The European Central Bank (ECB) is expected to reduce interest rates by 25 basis points to 2.75% on Thursday. This marks another step in easing monetary policy as inflation nears the ECB’s 2% target and economic growth slows.
If confirmed, the deposit facility rate will decline from 3% to its lowest point since February 2023. While inflation and growth trends support lower rates, escalating US trade tariffs add new uncertainty for ECB decision-making.
Analysts Predict Further Rate Cuts in 2025
Goldman Sachs economist Sven Jari Stehn expects the ECB to cut rates again by 25 basis points at its March meeting. He also forecasts sequential cuts to 1.75% in July, citing subdued eurozone growth.
ING analyst Francesco Pesole believes that dovish ECB messaging could lead to additional rate reductions. Bank of America expects cuts in both January and March, predicting rates could reach as low as 1.5%.
However, Bank of America economist Ruben Segura-Cayuela warns that core inflation volatility could delay cuts beyond March. He describes the upcoming ECB meeting as potentially uneventful, as January inflation data will not be available until the following week.
ECB policymakers at the Davos summit acknowledged diverging inflation risks between the US and the eurozone. European inflation appears less severe, with policymakers downplaying upside risks from recent energy price changes.
US Trade Tariffs Add Complexity to ECB Policy
ECB President Christine Lagarde will likely face questions on Thursday about US trade tariffs’ potential impact on the European economy. Reports suggest US Treasury Secretary Scott Bessent is preparing a universal tariff starting at 2.5%, rising incrementally to 20%.
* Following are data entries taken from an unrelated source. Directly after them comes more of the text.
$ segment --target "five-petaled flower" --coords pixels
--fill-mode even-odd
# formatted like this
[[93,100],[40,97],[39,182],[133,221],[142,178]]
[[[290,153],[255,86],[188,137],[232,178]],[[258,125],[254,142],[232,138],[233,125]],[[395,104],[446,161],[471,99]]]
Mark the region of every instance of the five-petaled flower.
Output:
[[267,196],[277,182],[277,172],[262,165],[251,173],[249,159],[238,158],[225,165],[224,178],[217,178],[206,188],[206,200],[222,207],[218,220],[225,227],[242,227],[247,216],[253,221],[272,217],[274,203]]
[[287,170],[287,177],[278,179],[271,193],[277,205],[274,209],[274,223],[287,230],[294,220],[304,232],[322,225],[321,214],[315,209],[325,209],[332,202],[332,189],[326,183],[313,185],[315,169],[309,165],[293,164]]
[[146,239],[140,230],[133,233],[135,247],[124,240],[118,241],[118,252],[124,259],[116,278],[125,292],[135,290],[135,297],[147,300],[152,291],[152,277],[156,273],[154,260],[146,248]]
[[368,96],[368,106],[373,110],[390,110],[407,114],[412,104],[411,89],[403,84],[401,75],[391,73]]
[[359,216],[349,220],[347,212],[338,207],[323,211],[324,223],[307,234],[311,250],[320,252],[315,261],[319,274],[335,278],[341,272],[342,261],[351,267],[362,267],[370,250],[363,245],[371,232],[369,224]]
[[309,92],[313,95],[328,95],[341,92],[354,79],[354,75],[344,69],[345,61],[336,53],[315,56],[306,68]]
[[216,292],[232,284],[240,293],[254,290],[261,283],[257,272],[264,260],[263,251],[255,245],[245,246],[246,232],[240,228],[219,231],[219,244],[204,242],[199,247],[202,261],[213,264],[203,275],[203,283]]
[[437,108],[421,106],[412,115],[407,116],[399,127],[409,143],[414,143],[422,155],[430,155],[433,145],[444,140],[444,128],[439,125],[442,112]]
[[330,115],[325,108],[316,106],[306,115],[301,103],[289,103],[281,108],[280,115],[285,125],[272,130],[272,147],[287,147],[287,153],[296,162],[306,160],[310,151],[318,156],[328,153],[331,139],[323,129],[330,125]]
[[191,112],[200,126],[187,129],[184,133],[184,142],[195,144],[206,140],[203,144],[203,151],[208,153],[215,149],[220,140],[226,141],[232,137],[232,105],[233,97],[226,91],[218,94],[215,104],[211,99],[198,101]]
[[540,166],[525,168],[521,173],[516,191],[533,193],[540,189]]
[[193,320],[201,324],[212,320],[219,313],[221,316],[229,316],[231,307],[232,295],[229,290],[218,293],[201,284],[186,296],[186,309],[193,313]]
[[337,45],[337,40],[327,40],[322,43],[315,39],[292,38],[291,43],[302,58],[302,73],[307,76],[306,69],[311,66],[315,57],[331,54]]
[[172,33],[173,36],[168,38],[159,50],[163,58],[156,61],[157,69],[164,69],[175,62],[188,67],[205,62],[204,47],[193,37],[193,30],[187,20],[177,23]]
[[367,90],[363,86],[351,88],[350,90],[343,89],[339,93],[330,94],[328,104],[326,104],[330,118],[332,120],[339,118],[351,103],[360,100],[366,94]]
President Donald Trump expressed support for “much bigger” tariffs, targeting goods like steel, copper, and semiconductors. This news sent the euro down to 1.0430 against the dollar after briefly rising above 1.05 following a Wall Street selloff linked to China’s AI model, DeepSeek.
ING analyst Francesco Pesole predicts further euro weakness, with a potential drop below 1.040 if tariffs progress. BBVA notes that ongoing tariff uncertainty will likely drive volatility in currency markets.
Tariff Impact on Growth and Inflation
Higher US tariffs could reduce eurozone exports in key sectors like machinery and pharmaceuticals, potentially weakening economic growth. This scenario supports arguments for further rate cuts by the ECB.
However, tariffs’ impact on inflation remains unclear, especially if Europe retaliates or a weaker euro increases import costs. Banque de France Governor François Villeroy de Galhau stated that US tariffs might fuel inflation in the US but would minimally impact the eurozone.
ABN Amro economist Bill Diviney believes US tariffs would likely have a deflationary effect in Europe due to weaker global trade and commodity prices. He argues this strengthens the case for deeper ECB rate cuts, potentially bringing rates down to 1%.
These developments highlight the complex interplay between trade policy and monetary decisions, shaping the ECB’s outlook for 2025 and beyond.